Rents will be affordable, according to GoodHomes Co., going for around $1,000 per month.

Mitchell said “95%” of the hotel property will be repurposed as part of the “amenity rich” apartment building, including restaurant spaces that will be transformed into tenant lounges and came rooms, and a conference center that’s being converted into storage for people living there. Outdoor recreation spaces will be developed, including areas for grilling and picnics, Mitchell said. And there’s a “beautiful indoor pool and gym” that will be available to tenants, he said.
Mitchell said the workforce-geared apartments will be an asset to Warwick and the Providence area by helping entice businesses to establish here.
“In any of these communities, any business would ask – it could be Amazon, for instance – Where are our people going to live? They know their salary levels and what they can afford,” Mitchell said. “If there is no housing for that population for that company, they are not going to move in. People talk about shortages in the workforce, but one of the underlying factors is if people can live in a reasonable distance from the place of employment.”
The 137,968-square-foot hotel was known as the Wyndham Hotel before it became the Cru Hotel and then closed a few years ago while owing the city more than $860,000 in back taxes.
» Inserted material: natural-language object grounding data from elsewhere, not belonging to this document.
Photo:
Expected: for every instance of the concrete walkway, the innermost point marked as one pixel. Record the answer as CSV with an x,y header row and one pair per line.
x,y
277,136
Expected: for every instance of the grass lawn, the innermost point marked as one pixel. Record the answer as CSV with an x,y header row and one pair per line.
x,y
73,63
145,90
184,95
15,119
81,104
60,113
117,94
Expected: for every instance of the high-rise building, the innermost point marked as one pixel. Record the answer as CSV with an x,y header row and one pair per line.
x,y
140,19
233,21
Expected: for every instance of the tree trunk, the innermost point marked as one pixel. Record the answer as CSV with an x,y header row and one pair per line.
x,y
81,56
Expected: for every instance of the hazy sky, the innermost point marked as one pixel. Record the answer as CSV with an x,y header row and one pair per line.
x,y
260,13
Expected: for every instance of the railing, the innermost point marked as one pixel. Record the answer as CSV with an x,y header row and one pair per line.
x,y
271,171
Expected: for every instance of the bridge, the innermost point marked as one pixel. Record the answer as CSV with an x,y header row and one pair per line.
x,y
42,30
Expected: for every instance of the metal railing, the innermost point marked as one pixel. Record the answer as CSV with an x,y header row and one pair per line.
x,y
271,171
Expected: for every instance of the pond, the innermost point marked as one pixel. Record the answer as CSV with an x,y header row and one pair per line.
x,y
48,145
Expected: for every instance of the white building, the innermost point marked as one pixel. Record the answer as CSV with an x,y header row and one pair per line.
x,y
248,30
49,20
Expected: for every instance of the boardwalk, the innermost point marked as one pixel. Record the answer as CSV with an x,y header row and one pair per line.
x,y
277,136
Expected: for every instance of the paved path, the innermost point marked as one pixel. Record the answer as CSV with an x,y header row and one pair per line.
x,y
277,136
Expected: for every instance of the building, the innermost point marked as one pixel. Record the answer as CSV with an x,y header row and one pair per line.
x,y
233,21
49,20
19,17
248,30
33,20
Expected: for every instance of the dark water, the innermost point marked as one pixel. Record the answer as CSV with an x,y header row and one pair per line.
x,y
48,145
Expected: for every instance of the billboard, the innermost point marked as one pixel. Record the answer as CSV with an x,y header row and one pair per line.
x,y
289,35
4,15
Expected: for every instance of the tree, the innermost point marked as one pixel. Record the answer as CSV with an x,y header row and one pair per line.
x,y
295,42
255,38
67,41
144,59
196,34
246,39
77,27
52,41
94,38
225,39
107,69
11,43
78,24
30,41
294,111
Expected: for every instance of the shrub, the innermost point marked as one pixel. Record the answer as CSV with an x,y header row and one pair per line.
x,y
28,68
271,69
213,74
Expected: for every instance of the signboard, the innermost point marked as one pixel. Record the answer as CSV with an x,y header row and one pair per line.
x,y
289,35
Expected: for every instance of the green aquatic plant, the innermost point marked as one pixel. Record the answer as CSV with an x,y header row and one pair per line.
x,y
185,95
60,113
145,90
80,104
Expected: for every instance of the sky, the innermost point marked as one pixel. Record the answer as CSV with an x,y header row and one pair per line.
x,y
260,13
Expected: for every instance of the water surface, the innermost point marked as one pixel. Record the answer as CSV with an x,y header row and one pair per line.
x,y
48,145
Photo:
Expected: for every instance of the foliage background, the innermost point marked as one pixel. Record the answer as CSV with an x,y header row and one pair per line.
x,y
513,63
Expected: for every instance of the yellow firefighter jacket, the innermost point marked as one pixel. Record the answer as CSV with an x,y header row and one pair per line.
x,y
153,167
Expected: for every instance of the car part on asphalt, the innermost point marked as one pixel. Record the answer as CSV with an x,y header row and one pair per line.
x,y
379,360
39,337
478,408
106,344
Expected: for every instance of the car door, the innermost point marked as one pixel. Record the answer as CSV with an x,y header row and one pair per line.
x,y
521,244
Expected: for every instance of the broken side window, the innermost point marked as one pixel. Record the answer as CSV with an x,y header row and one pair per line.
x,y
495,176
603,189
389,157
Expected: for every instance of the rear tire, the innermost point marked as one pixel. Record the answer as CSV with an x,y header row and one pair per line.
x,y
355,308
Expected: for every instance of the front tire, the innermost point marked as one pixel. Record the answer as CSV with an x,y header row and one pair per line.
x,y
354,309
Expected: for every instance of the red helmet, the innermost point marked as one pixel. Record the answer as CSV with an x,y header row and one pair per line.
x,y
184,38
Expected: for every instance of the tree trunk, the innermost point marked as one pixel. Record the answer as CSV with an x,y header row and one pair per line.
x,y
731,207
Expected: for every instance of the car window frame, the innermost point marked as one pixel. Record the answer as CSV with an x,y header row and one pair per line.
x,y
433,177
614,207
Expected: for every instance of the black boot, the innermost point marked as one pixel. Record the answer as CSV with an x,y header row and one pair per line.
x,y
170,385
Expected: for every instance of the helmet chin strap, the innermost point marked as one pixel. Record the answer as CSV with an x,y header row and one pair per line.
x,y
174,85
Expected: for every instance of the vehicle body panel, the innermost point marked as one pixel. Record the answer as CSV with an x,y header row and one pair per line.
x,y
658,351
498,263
It was previously used by the state in 2020 as a COVID-19 quarantine center. The hotel property was constructed in 1972, according to public records from the city.
The hotel property is still owned by another company called Shiva LLC, but a sale to GoodHomes Co. and its Landing Partners LLC affiliate will be completed upon the issuance of the building permit, Mitchell said.
GoodHomes Co. was established about a year and a half ago and is also developing apartments in 14 other locations around the country, Mitchell said. That includes Birmingham, Ala., and Sweetwater, Tenn., which are the two closest to completion and are expected to come online early next year.
But this is its first property in Rhode Island, Mitchell said.
The company is “a product of two perfect storms,” Mitchell said, including hospitality and senior living properties becoming obsolete due to age, and the lack of new workforce housing being constructed across the country in recent years.
“Housing built 46 years ago is obsolete, doesn’t exist and is out of compliance,” Mitchell said. “We happen to love Warwick. It’s making a great pivot into really focusing on improving itself and attracting businesses. The missing piece in the algorithm in Warwick is workforce housing. … We’re there to provide it.”